But for some use cases, that might not be enough horsepower. For those, Nvidia showed off the DGX-2, the first server to use the NVSwitch innovation to bring 16 GPUs of power to a single, unified memory space. This new server is about 2x the physical size of the DGX-1, but Nvidia claims it has about 10x the processing power.
During his keynote, Huang showed the time taken to train the FAIRSeq neural machine translation model with DGX-2 and DGX-1, and it revealed the model completed in two days with DGX-2 versus about three weeks with DGX-1. The price point of the DGX-2 will be $399,000, which seems very reasonable given this single box would replace racks of servers that use traditional CPUs.
Why CIOs should care: For those at the high end of the deep learning market, DGX-2 will do things exponentially faster than DGX-1. Given how competitive the world is, completing things in days versus weeks means those expensive data scientists will spend more time analyzing and less time waiting for tasks to finish.
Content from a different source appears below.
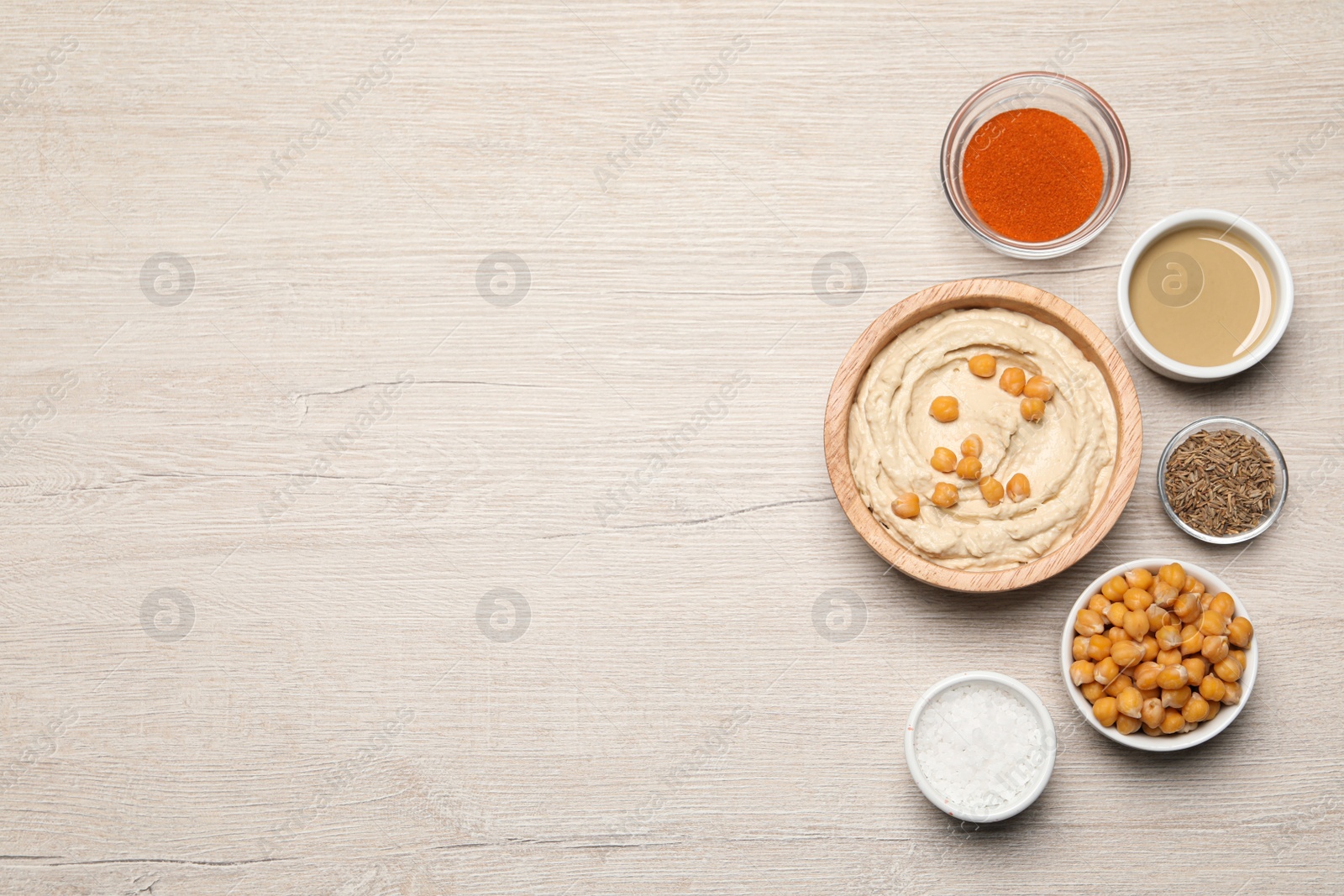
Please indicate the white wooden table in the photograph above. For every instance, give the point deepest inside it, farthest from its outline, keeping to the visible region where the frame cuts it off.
(333, 564)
Kubernetes containers orchestration on Nvidia GPUs
This announcement might have the broadest industry impact on AI and deep learning, as Kubernetes support significantly simplifies the deployment of AI models in hybrid cloud environments. The idea is that cloud-based containers can be used for burst capacity or for resiliency.
The best way to understand it is by explaining the demonstration the company did. It started by showing images of flowers being analyzed by a CPU and then a GPU — with the GPU obviously being faster. Then it applied the images to eight GPUs, and the rate of analysis picked up. The demo then disconnected from a cluster because of load, which caused the Kubernetes controller to dynamically spin up four new nodes in the Amazon Web Services (AWS) cloud and automatically load balance across them — all in real time — and the images were being processed at an accelerated rate.
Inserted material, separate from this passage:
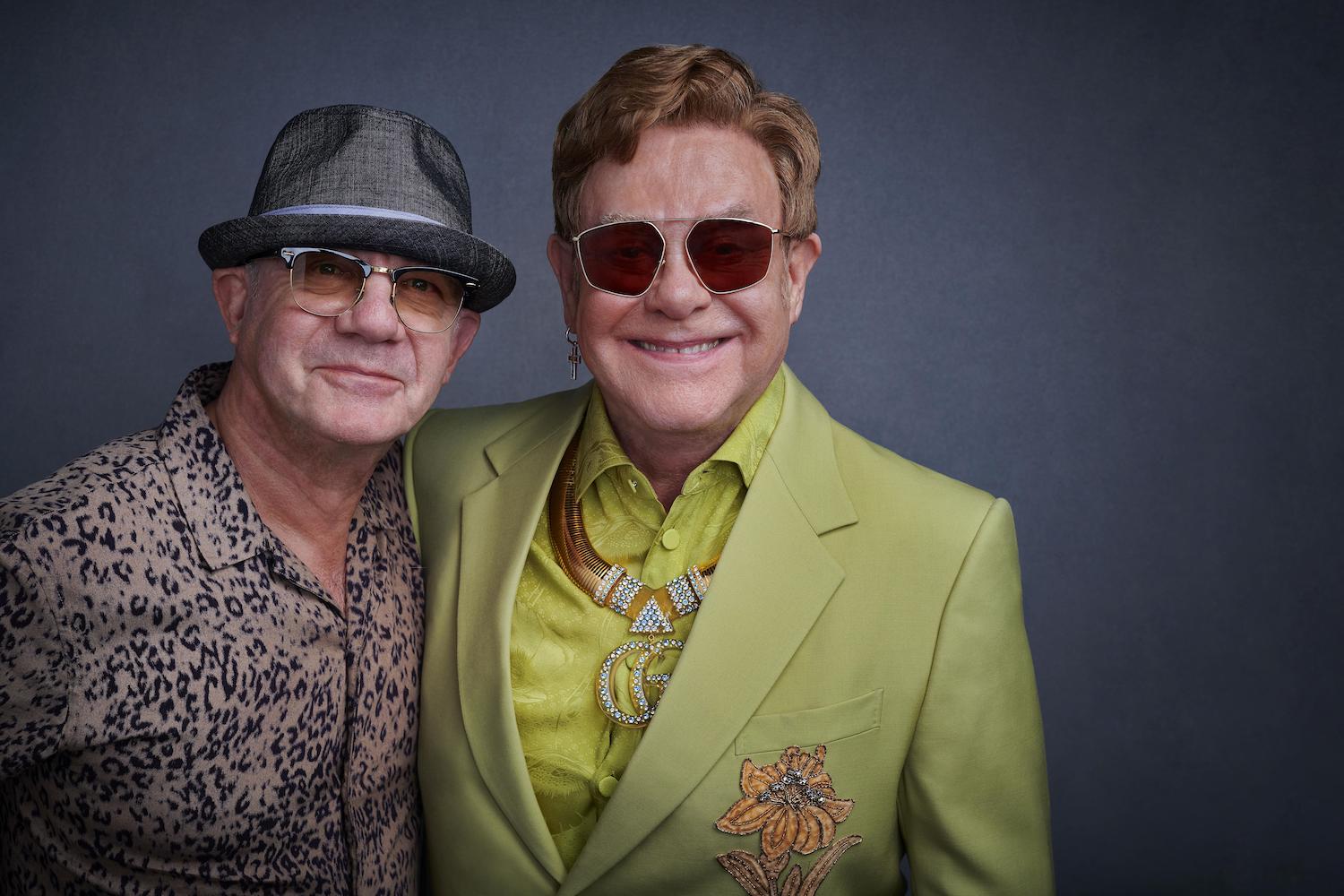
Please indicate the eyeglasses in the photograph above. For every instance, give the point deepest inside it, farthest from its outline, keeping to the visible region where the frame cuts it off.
(728, 254)
(328, 284)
Kubernetes is now GPU-aware, and Docker containers are CPU-accelerated. One final note, this feature works on Kubernetes on premises or in a managed container service such as AWS EKS.
Why CIOs should care: The value of being able to leverage hybrid clouds for things like AI can’t be understated. Containers are the ideal environment for a distributed machine and deep learning-based workloads and model training, as they can be spun up on demand. IT leaders can work with data science teams and create highly agile environments without breaking the bank.
From an enterprise IT perspective, these were the announcements I thought were worth calling out. But for people with a deeper interest in AI, there were other cool announcements, such as the Isaac robot simulator being made available publicly, RTX ray tracing technology, and Project Clara, a dedicated supercomputer for the healthcare industry — but these are certainly more specialized.
Final note: Huang is one of the most passionate and inspirational people I have ever met with respect to how AI will change the way we work and the way we live. Given the recent accidents with Uber and Tesla, some skeptics wonder whether AI is good for us. The fact is, machines can connect the dots hidden in data better than people can. And the more data we have, the more we need machines to do that.
The key is to think about how machines can be used to improve our lives. For example, Huang was very clear that there’s a tremendous amount of value with self-driving cars, but initially cars should assist the driver and make driving safer. For example, the car can study the driver and know when he or she is falling asleep or if the person has had their eyes off the road too long and make a noise to alert the driver or stop operations altogether.
The world is changing fast, and CIOs need to be prepared for this and embrace and accept change by considering what’s possible.